His campaign approach just ripped off the lid on some serious ideological errors on the left that have been simmering away for decades.
White progressives have to recenter their definition of economic rights/civil rights. The current package of economic reform ideas considered "neutral" are not; they largely benefit whites and don't penetrate to the levels of disadvantages and punitive laws that impact the layers of people who are not white/male/straight/cis/abled.
"Now I agree with Mr. Sanders that the Democrats don't do enough to uphold the interests of the working class; hell, I don't think that the Democrats, by and large, do enough to uphold the causes of racial/gender justice."
I agree too. I also agree that working class whites don't vote with Democrats because of racism.

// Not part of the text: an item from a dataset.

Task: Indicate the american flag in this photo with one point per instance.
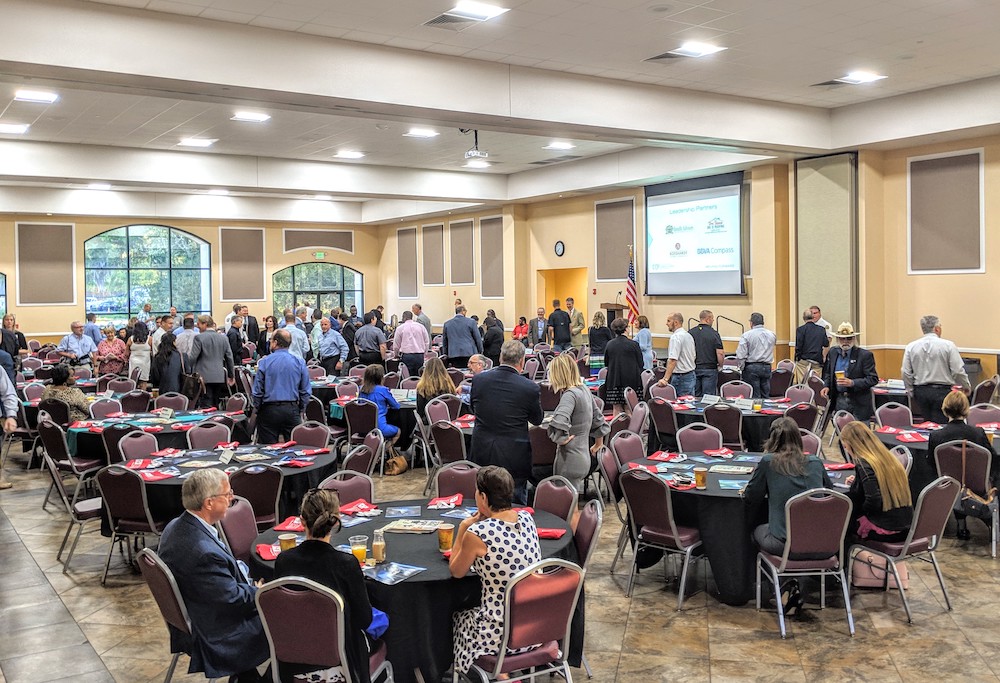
(630, 295)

We have a friend who is a professor in IN who says that his neighbor is a white union guy, smokes pot, and votes Republican because that is a cultural hallmark of being white where he lives. I don't see where the FDR coalition reaches back into the time machine and changes what has been done to working class whites to get them to vote against their interests. Any movement this group is making *as a mass* has been reactionary.
More insidious to me is the line of thinking that fights for civil rights/equality/"identity politics" have somehow been a distraction from teh "real" fight. Where I am stuck as an activist--is it our responsibility to draw a picture of how Big Capitalism* has actually been at work fighting us on civil rights and that we have been impacted by the system and that our fights are not just some political dessert topping? Or do we just keep doing our thing in the Obama coalition and ignore this reactionary strain in left-wing ideology? It seems to be small, but noisy, I don't know where to put my energy on this.

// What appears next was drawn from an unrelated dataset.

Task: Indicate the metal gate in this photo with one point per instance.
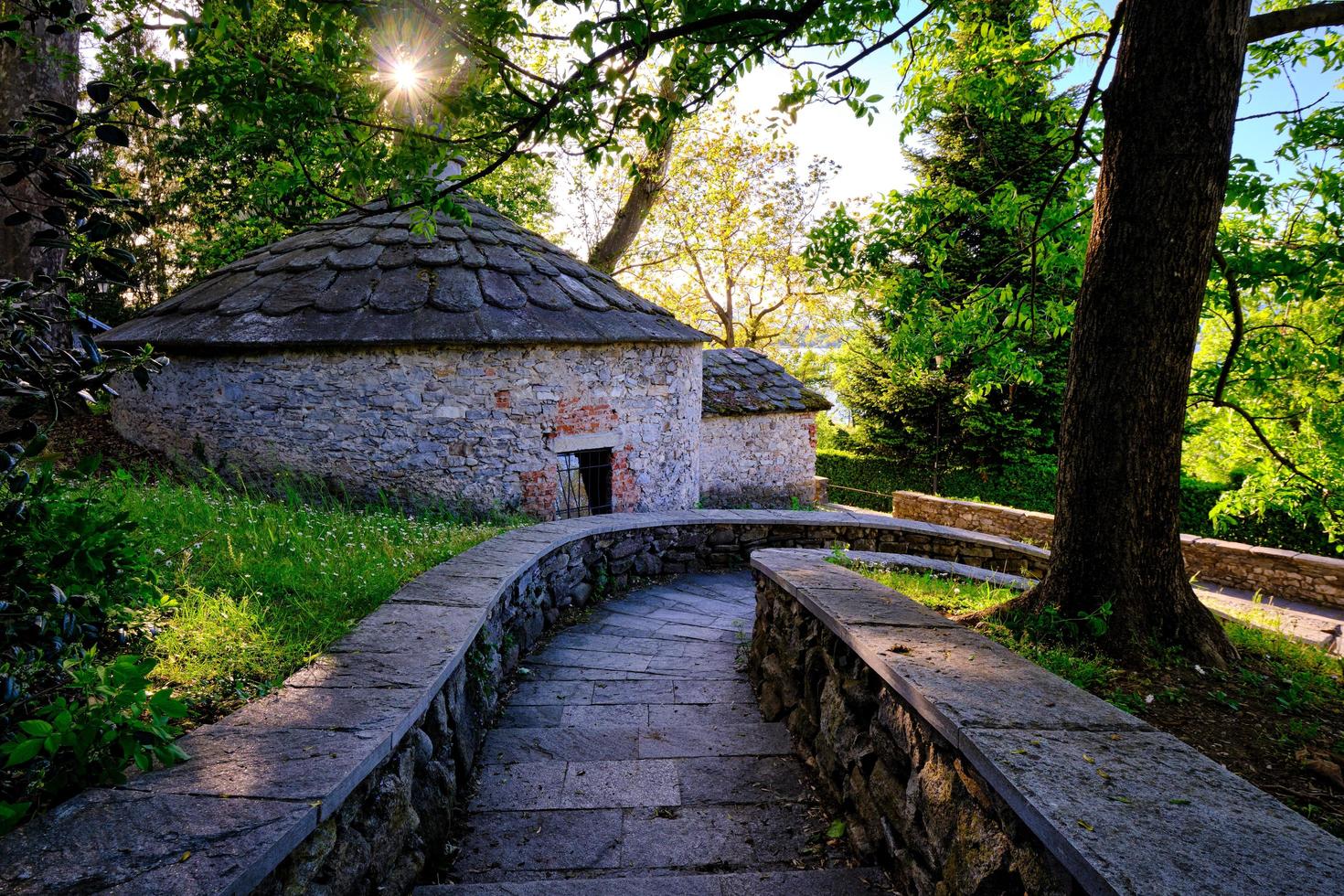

*(for example, the role that free market think tanks like the American Enterprise Institute have played in legitimizing works like The Bell Curve, attacking feminism, etc. That's just one off the top of my head. The far right forces of monopoly have been behind a lot of discriminatory bullshit that also has economic consequences, as I am sure many here can attest.)
I think the conversation has to go beyond the 2016 elections, since we are talking about the future alignment of the total electorate and what we are doing.